New Delhi: Your time is running out, the International Energy Agency (IEA) has effectively told major oil and gas exporters, noting that they need to address rising production from new sources such as shale and uncertainties over the growth in the demand for crude, a new report said on Thursday.
“Outlook for Producer Economies”, in IEA’s World Energy Outlook series, examines six resource-dependent economies that are pillars of the global energy supply: Iraq, Nigeria, Russia, Saudi Arabia, the United Arab Emirates and Venezuela.
It assessed how they might fare to 2040 under a variety of price and policy scenarios.
The roller-coaster in oil prices over the last decade has brought into sharp focus the structural weaknesses in many of the major exporters.
Since 2014, the net income available from oil and gas has fallen by between 40 per cent (in the case of Iraq) and 70 per cent (in the case of Venezuela), with wide-ranging consequences for economic performance.
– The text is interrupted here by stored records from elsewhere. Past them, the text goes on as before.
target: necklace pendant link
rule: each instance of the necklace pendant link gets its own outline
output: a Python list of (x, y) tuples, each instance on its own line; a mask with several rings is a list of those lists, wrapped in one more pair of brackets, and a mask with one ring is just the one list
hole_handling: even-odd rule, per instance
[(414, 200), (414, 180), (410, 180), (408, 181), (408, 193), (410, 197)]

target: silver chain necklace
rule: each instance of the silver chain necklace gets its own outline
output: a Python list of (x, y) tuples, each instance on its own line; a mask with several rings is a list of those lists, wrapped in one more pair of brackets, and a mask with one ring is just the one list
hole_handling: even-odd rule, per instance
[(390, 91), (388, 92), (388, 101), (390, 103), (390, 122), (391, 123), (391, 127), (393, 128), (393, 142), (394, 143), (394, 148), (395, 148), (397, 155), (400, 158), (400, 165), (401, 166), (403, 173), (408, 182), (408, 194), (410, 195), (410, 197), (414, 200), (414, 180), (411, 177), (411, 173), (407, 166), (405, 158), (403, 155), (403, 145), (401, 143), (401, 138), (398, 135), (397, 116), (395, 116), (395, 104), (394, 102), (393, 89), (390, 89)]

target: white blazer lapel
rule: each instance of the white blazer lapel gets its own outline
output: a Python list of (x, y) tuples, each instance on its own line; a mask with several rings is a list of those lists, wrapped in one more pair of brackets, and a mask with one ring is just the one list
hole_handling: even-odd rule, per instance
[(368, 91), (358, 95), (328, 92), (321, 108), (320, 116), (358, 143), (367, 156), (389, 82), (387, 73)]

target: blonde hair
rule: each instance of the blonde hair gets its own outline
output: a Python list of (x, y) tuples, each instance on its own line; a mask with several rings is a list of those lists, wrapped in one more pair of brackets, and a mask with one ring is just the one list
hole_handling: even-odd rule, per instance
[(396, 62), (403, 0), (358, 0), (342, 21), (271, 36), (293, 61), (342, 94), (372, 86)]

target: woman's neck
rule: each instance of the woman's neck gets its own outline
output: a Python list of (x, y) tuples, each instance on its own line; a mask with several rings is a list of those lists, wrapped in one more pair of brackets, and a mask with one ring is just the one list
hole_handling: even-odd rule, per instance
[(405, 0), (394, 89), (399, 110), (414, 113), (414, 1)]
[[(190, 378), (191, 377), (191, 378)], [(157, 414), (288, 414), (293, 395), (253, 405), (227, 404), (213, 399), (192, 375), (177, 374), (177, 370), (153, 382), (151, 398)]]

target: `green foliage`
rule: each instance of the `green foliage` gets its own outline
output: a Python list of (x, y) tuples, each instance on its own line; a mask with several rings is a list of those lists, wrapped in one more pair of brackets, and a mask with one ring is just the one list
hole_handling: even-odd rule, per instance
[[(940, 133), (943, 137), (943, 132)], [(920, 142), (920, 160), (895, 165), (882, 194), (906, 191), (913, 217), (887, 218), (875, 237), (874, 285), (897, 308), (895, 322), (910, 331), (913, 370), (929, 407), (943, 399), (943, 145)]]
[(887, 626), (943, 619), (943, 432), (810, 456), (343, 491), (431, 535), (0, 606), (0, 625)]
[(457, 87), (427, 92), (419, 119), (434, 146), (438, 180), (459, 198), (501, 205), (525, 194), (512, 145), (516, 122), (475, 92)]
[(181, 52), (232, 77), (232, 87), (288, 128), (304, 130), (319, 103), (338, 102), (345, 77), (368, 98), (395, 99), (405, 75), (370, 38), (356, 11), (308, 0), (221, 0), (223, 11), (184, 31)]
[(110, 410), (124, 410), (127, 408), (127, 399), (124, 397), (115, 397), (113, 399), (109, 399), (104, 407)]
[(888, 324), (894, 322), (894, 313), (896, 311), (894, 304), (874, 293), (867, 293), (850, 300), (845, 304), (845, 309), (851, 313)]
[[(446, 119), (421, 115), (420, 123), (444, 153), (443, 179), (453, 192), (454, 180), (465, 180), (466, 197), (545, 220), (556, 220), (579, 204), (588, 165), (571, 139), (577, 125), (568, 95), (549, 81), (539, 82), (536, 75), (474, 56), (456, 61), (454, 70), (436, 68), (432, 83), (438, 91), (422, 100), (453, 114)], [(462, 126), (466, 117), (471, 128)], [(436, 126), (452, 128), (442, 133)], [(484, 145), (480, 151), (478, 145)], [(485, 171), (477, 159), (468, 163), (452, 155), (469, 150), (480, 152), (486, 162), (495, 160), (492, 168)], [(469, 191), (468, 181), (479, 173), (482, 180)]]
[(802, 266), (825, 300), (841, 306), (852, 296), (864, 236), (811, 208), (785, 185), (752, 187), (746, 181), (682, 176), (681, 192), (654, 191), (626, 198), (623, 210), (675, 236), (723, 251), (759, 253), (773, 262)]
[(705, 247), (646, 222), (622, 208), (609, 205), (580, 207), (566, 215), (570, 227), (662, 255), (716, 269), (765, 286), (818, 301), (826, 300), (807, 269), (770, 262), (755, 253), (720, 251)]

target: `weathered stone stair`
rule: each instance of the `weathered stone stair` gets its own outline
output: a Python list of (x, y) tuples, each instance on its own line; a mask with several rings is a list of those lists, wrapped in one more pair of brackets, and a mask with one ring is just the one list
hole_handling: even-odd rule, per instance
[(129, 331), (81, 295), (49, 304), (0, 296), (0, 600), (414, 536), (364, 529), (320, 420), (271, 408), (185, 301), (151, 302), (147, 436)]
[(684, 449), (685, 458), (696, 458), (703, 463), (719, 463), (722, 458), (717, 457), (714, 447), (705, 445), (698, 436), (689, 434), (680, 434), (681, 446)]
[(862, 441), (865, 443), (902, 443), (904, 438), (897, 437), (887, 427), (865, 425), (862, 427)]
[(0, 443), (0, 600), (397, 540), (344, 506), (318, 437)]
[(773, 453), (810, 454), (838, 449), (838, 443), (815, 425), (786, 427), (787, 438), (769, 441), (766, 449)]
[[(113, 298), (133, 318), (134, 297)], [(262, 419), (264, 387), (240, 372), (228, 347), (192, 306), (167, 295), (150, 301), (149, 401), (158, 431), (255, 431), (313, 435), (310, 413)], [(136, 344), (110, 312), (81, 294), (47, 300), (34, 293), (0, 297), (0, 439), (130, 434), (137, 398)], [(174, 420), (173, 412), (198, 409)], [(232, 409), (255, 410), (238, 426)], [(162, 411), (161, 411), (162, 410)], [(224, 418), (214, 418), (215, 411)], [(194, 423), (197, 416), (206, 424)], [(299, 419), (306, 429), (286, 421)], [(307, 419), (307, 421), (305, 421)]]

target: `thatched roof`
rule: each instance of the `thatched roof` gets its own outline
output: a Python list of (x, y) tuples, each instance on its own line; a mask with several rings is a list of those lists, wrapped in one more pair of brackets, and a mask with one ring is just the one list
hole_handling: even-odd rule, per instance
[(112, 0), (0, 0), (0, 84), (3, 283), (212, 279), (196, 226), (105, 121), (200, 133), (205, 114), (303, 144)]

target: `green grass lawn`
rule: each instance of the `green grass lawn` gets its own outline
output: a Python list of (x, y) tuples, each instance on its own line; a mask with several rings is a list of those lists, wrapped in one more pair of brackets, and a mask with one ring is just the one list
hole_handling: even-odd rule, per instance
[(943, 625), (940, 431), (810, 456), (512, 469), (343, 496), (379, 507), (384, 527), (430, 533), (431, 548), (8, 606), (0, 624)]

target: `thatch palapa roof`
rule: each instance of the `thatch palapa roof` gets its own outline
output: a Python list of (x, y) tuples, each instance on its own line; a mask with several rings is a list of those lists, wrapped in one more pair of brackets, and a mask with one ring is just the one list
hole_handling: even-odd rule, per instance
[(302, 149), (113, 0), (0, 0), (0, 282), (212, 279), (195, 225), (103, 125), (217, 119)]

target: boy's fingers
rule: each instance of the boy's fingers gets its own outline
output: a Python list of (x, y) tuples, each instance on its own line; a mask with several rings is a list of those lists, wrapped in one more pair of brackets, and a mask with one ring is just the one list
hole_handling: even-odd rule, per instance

The volatility of hydrocarbon revenues presents dilemmas for countries whose budgets depend on them, especially if their economies and finances are not resilient.
The extent to which producer countries steer through essential economic transformation can have major implications for energy markets, global environmental goals and energy security, according to the report.
The report comes at a time of high oil prices, which are a double-edged sword. Higher revenues provide the means to reform, but they can also appear to reduce their urgency.
However, as was seen in the past, higher energy prices encourage production elsewhere while accelerating structural changes in demand, which affect the producers’ long-term markets.
“More than at any other point in recent history, fundamental changes to the development model of resource-rich countries look unavoidable,” IEA’s Executive Director Fatih Birol said.
“Following through with the announced reform initiatives is essential, as failure to take adequate action would compound future risks for producer economies as well as for global markets.”
The countries examined are very diverse, and the report considers a wide range of experiences and prospects. Many of them have pushed forward plans to boost investment and growth in the non-oil sectors of their economics.
Venezuela, though, provides an example of how badly things can turn out when economic and energy headwinds gather strength.
Some of the world’s largest producers face strong pressures from rising numbers of young people entering the workforce.
More than 50 per cent of the population living across the Middle East is under the age of 30; the proportion is more than 70 per cent in Nigeria. In many major producers, income from oil and gas will not be large enough to provide for these growing populations, even in scenarios where oil demand continues to grow to 2040 and prices remain relatively robust.
The energy sector has an important part to play in the reform agenda.
The report focuses on six key responses: capturing more domestic value from hydrocarbons, for example via petrochemicals; using natural gas as a means to support diversified growth; harnessing the large but under-utilised potential for renewable energy, especially solar; phasing out subsidies that encourage wasteful consumption; ensuring sufficient investment in the upstream (the ability to maintain oil and gas revenues at reasonable levels is vital for economic stability); and playing a role in deploying new energy technologies, such as carbon capture, utilisation and storage.